Pachyderm, the startup that has built an open source platform for employing containers, such as those made in Docker, for running big data analytics and processing jobs, has raised $2 million in a new round of funding.
The funding, which is Pachyderm’s seed round, comes from a cadre of venture capital firms including Data Collective, Foundation Capital, Blumberg Capital, Susa Ventures, Crunchfund (which, for disclosure’s sake, was founded by TechCrunch founder Michael Arrington), Caffeinated Capital, Soma Capital, and Ace & Company. Also pitching in were angel investors Paul Buchheit, Jonathan Abrams, Avichal Garg, and Jay Jamison.
As I wrote at its launch back in January, Pachyderm is an open source tool that lets programmers run analysis of large amounts of data without writing a line of Java or knowing a thing about how MapReduce works. This purportedly makes big data processing and analytics accessible to a much wider swath of developers than has historically been possible. Pachyderm’s tagline is that it provides “the power of MapReduce without the complexity of Hadoop.” You can read my more in-depth explanation of what that means here.

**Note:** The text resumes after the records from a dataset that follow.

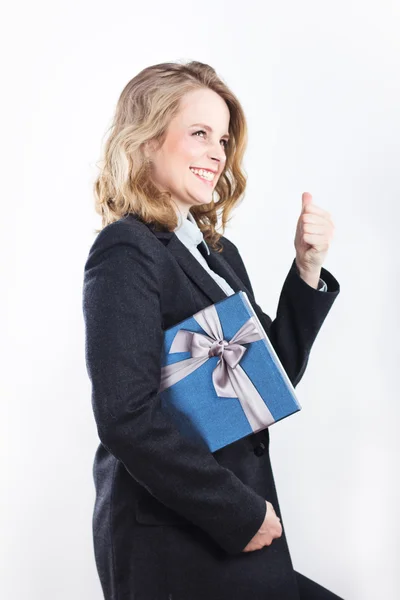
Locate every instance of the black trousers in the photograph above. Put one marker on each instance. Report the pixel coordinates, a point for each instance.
(310, 590)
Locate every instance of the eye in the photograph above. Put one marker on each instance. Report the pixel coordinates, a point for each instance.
(205, 133)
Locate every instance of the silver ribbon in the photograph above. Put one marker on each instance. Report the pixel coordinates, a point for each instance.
(229, 379)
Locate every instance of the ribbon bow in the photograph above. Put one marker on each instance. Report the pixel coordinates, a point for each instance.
(229, 379)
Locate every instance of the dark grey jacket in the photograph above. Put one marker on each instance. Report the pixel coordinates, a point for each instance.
(171, 519)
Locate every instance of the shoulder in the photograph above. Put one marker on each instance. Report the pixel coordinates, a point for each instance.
(126, 237)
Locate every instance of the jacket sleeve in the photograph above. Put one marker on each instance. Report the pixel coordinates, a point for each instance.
(301, 312)
(123, 345)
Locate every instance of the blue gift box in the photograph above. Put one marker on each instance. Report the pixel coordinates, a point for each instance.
(221, 378)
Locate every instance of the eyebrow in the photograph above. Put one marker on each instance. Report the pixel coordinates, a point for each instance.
(208, 128)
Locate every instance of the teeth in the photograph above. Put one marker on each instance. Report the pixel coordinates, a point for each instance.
(205, 174)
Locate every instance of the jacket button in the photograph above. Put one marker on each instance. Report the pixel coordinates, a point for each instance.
(259, 450)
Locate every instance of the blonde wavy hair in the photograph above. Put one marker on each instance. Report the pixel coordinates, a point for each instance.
(144, 109)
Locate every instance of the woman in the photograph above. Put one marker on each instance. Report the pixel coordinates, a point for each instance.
(173, 521)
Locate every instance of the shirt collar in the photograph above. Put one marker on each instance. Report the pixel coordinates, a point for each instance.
(189, 232)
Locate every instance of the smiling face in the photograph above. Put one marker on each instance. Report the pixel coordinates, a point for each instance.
(196, 138)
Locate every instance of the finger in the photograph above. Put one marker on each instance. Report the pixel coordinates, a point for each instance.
(316, 210)
(315, 219)
(315, 229)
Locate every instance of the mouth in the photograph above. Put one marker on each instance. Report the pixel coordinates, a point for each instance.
(205, 175)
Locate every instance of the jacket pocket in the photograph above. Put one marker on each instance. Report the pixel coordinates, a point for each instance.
(150, 511)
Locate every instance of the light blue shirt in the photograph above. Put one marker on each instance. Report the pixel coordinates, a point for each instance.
(191, 236)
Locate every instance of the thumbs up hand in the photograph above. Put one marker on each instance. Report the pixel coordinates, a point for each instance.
(314, 234)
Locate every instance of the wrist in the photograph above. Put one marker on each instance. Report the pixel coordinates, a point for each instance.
(310, 277)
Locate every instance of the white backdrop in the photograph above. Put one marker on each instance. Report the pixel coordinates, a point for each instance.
(320, 85)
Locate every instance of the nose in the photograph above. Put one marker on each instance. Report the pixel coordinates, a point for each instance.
(218, 155)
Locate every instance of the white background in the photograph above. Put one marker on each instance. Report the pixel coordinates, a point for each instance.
(320, 85)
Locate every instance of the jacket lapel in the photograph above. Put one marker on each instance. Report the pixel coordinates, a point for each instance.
(196, 272)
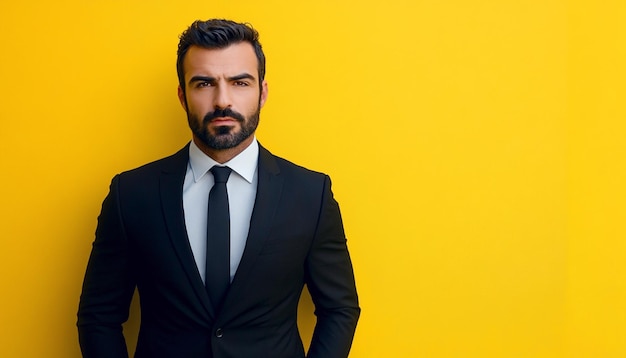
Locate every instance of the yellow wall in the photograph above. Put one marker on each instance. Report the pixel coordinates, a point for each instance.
(500, 232)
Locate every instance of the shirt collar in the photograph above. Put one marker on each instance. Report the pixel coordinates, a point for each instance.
(244, 164)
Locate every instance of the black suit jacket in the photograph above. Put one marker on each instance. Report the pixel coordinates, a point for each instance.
(296, 237)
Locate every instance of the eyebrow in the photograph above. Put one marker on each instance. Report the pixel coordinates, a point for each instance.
(238, 77)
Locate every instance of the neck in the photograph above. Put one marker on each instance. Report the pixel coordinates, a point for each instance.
(223, 155)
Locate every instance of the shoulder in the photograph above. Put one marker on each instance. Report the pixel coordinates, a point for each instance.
(284, 167)
(176, 162)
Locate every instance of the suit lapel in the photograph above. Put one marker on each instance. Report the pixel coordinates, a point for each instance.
(171, 185)
(269, 189)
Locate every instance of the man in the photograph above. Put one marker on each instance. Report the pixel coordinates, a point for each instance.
(220, 237)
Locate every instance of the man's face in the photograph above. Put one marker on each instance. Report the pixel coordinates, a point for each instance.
(222, 95)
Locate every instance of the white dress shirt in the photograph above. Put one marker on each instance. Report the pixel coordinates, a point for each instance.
(241, 186)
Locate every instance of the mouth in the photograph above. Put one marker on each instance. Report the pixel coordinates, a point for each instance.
(223, 120)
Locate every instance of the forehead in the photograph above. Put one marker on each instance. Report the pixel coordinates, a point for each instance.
(235, 59)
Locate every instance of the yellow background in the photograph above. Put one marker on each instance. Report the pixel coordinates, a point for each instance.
(498, 232)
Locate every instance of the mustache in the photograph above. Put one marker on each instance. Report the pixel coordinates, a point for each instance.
(226, 112)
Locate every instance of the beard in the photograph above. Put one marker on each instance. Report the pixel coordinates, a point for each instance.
(225, 137)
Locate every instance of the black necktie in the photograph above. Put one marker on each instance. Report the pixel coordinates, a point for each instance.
(218, 238)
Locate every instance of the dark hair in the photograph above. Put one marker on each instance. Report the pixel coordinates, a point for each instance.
(218, 33)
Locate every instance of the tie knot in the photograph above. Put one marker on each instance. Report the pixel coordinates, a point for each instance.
(221, 174)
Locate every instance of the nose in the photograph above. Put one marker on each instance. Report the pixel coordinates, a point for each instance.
(222, 97)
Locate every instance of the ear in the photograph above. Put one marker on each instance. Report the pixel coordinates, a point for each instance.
(181, 98)
(263, 93)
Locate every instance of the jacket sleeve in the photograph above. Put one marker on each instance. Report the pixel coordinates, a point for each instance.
(108, 285)
(330, 280)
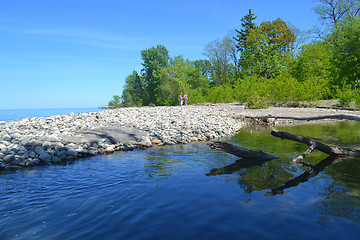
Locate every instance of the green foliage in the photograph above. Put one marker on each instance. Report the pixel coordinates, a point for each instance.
(220, 94)
(220, 55)
(115, 102)
(333, 11)
(247, 24)
(258, 66)
(267, 49)
(313, 62)
(349, 97)
(257, 102)
(344, 45)
(154, 60)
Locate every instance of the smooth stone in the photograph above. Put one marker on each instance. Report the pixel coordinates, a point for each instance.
(56, 159)
(9, 158)
(45, 157)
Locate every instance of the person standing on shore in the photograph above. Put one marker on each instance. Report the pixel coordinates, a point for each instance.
(185, 98)
(180, 100)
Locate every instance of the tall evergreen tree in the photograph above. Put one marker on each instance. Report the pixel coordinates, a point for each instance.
(247, 24)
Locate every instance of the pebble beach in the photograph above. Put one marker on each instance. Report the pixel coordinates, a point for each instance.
(58, 139)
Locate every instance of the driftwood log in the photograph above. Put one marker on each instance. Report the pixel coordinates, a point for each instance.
(251, 158)
(314, 144)
(270, 120)
(240, 152)
(311, 171)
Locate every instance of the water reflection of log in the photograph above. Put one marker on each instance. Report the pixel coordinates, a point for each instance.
(270, 120)
(241, 152)
(314, 144)
(311, 171)
(239, 164)
(249, 158)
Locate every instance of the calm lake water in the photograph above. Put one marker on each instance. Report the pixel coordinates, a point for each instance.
(12, 114)
(165, 193)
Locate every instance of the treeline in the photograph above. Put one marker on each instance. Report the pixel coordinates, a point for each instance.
(259, 64)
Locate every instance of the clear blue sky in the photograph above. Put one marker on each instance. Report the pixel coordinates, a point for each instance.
(77, 53)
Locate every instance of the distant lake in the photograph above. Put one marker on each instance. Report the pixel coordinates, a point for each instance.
(167, 193)
(12, 114)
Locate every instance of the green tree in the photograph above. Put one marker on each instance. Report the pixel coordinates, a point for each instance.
(247, 24)
(154, 60)
(135, 90)
(115, 101)
(220, 54)
(179, 77)
(344, 45)
(333, 11)
(267, 49)
(313, 62)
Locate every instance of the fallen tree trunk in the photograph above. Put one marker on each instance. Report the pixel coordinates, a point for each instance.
(241, 152)
(311, 171)
(314, 144)
(269, 120)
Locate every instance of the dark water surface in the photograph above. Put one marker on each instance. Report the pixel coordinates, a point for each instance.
(164, 193)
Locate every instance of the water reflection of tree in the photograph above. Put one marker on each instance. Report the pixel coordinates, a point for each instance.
(340, 196)
(267, 176)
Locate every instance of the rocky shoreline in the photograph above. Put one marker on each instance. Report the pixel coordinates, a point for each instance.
(58, 139)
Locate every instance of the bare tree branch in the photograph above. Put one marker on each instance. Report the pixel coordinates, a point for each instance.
(332, 151)
(241, 152)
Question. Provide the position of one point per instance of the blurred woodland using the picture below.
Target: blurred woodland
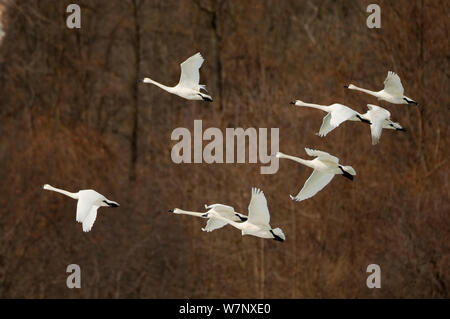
(75, 114)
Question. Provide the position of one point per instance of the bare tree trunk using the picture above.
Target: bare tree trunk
(137, 57)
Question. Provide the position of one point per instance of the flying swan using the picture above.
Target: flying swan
(392, 92)
(337, 114)
(258, 222)
(325, 167)
(380, 119)
(214, 223)
(188, 87)
(88, 203)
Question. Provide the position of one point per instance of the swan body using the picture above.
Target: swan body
(337, 114)
(258, 222)
(380, 119)
(88, 203)
(214, 223)
(325, 167)
(188, 87)
(392, 92)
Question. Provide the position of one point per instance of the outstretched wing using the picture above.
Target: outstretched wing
(83, 207)
(321, 154)
(316, 182)
(213, 224)
(190, 75)
(377, 117)
(340, 113)
(393, 85)
(258, 212)
(220, 208)
(88, 222)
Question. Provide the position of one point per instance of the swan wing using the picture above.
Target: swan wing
(321, 154)
(315, 183)
(258, 212)
(88, 222)
(83, 208)
(326, 126)
(341, 113)
(213, 224)
(86, 199)
(377, 116)
(393, 85)
(220, 208)
(190, 75)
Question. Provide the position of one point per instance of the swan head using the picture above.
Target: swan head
(110, 203)
(296, 103)
(395, 126)
(409, 101)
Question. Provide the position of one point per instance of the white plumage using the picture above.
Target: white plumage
(392, 92)
(188, 86)
(88, 203)
(325, 167)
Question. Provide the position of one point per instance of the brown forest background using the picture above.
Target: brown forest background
(75, 114)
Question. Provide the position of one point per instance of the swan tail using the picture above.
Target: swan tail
(278, 234)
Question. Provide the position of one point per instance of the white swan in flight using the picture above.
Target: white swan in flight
(392, 92)
(258, 222)
(214, 223)
(380, 119)
(88, 203)
(337, 114)
(325, 167)
(188, 87)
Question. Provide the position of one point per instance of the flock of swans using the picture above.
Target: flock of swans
(324, 165)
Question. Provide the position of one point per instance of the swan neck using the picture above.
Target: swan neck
(315, 106)
(185, 212)
(295, 159)
(62, 191)
(357, 88)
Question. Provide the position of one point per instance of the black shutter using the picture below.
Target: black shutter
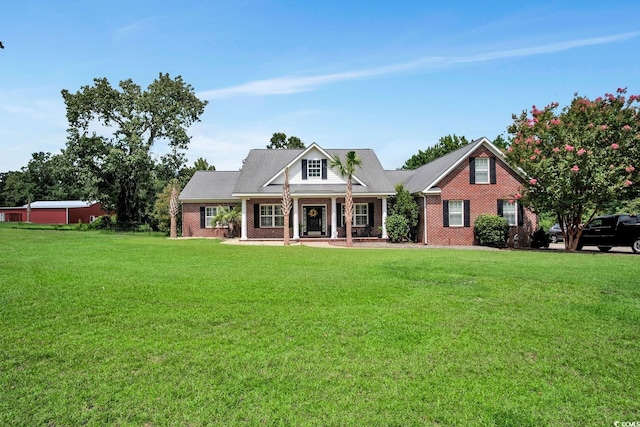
(492, 170)
(472, 170)
(467, 213)
(256, 216)
(445, 213)
(520, 214)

Pachyderm’s co-founders Joe Doliner and Joey Zwicker said in a phone interview this past week that the new funding will be put toward hiring more engineers and building out new features to accommodate the growing line of customers interested in using Pachyderm’s technology. “We’re really really excited with how much interest there is in this idea. Containers in general have a huge amount of momentum,” Doliner said, adding that in addition to companies, Pachyderm is seeing a notable amount of interest from academic institutions. In the months ahead, he said, Pachyderm plans to build out a GitHub-like web interface that lets people more easily write and share data analysis jobs.